(Bolyai Research Fellowship of the Hungarian Academy of Sciences)
Background: The function and polarization of macrophages has a significant impact
on the outcome of many diseases. Targeting tumor-associated macrophages (TAMs) is
among the greatest challenges to solve because of the low in vitro reproducibility
of the heterogeneous tumor microenvironment (TME). To create a more comprehensive
model and to understand the inner workings of the macrophage and its dependence on
extracellular signals driving polarization, we propose an in silico approach. Methods:
A Boolean control network was built based on systematic manual curation of the scientific
literature to model the early response events of macrophages by connecting extracellular
signals (input) with gene transcription (output). The network consists of 106 nodes,
classified as 9 input, 75 inner and 22 output nodes, that are connected by 217 edges.
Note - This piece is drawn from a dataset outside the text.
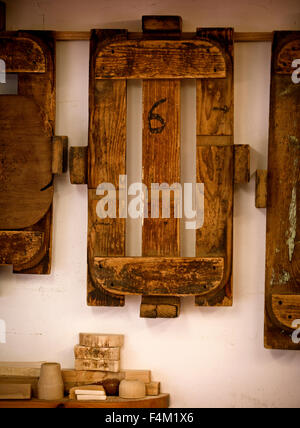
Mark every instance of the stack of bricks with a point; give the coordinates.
(98, 352)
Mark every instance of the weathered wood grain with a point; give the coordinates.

The direction and polarity of edges were manually verified and only included in the
model if the literature plainly supported these parameters. Single or combinatory
inhibitions were simulated mimicking therapeutic interventions, and output patterns
were analyzed to interpret changes in polarization and cell function. Results: We
show that inhibiting a single target is inadequate to modify an established polarization,
and that in combination therapy, inhibiting numerous targets with individually small
effects is frequently required. Our findings show the importance of JAK1, JAK3 and
STAT6, and to a lesser extent STK4, Sp1 and Tyk2, in establishing an M1-like pro-inflammatory
polarization, and NFAT5 in creating an anti-inflammatory M2-like phenotype. Conclusions:
Here, we demonstrate a protein–protein interaction (PPI) network modeling the intracellular
signalization driving macrophage polarization, offering the possibility of therapeutic
repolarization and demonstrating evidence for multi-target methods.